Las Vegas Sun

April 24, 2024

Nevada revives wild horse birth control program

Nevada's Wild Horses

Rick Loomis / Los Angeles Times

A helicopter is used to herd wild Mustangs into temporary corrals before they are loaded into trailers and hauled away near Yerington, Nov. 4, 2013.

RENO — Nevada has agreed to resume a birth control project for a herd of free-roaming mustangs on a range near Reno and horse advocates are looking forward to getting back to their work in the field.

The volunteers are returning to the field in large part because Assembly Minority Leader Jim Wheeler, R-Gardnerville, convinced Democratic Gov. Steve Sisolak to restore a program to enable volunteer darters to work with the Nevada Department of Agriculture, the Reno Gazette-Journal reported earlier this week.

Darters are volunteers with air rifles that fire darts with birth control into female horses' haunches.

The project fell apart on Oct. 25, 2017, when Nevada Department of Agriculture officials terminated a privately funded agreement that enabled volunteers associated with the American Wild Horse Campaign to manage horse issues on the Virginia Range east of Reno

At the time, agriculture officials accused the volunteers of failing to live up to their end of the deal. Volunteers denied the accusation.

The program covered an array of horse management activity, including darting horses with the birth control drug PZP.

After terminating the agreement, the agriculture department board voted to offer the approximately 3,000 free-roaming horses on the range at no cost to anyone willing and able to manage them.
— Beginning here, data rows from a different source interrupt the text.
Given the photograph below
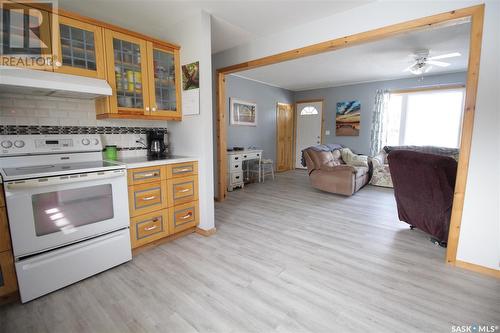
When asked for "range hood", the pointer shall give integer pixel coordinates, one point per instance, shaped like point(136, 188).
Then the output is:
point(44, 83)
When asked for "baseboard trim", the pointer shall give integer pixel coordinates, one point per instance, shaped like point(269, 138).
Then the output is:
point(204, 232)
point(160, 241)
point(479, 269)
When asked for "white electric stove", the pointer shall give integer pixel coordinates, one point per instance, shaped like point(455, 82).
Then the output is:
point(67, 208)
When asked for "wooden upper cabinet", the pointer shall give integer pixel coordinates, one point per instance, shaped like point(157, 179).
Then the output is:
point(25, 39)
point(79, 48)
point(127, 73)
point(164, 81)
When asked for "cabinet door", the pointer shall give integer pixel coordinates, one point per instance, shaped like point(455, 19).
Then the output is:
point(79, 49)
point(126, 58)
point(25, 39)
point(164, 82)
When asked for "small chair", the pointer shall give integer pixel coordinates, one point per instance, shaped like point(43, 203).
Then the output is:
point(267, 168)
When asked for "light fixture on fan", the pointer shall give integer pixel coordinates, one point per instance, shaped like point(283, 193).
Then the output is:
point(423, 63)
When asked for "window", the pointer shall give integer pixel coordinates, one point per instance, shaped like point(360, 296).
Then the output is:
point(425, 118)
point(308, 110)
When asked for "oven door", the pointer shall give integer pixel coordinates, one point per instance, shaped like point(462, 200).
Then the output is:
point(47, 213)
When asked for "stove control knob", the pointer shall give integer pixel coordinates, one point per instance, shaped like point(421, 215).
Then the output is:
point(19, 144)
point(6, 144)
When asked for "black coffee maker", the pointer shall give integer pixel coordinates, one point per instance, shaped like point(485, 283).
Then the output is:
point(156, 143)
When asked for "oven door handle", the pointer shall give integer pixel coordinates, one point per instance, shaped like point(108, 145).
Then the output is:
point(60, 180)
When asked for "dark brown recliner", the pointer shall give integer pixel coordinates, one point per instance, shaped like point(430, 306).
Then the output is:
point(423, 187)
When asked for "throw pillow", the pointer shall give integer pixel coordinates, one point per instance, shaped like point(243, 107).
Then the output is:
point(352, 159)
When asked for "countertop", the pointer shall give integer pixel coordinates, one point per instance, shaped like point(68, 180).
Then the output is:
point(246, 151)
point(143, 161)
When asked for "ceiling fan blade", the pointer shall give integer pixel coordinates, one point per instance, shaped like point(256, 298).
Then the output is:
point(407, 69)
point(438, 63)
point(444, 56)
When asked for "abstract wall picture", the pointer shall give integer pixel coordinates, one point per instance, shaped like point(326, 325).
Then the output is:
point(243, 113)
point(347, 118)
point(191, 76)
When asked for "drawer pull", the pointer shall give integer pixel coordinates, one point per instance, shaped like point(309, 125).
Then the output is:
point(150, 175)
point(188, 215)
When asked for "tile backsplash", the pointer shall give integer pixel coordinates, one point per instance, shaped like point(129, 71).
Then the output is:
point(26, 114)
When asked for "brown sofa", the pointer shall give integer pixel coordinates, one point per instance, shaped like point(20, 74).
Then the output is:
point(423, 187)
point(328, 172)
There were no takers.

Since the giveaway gambit failed, the horses have remained on the range with none of the management work by volunteers.

Based on the results of the first two years of volunteer-run darting, the time that's passed without birth control has resulted in nearly 400 foals that wouldn't have been born with darting in place.

Unless volunteers get to work quickly, the number will grow even higher, Wheeler said.

Sisolak and Nevada Department of Agriculture Director Jennifer Ott, whom Sisolak appointed in February, declined multiple interview requests.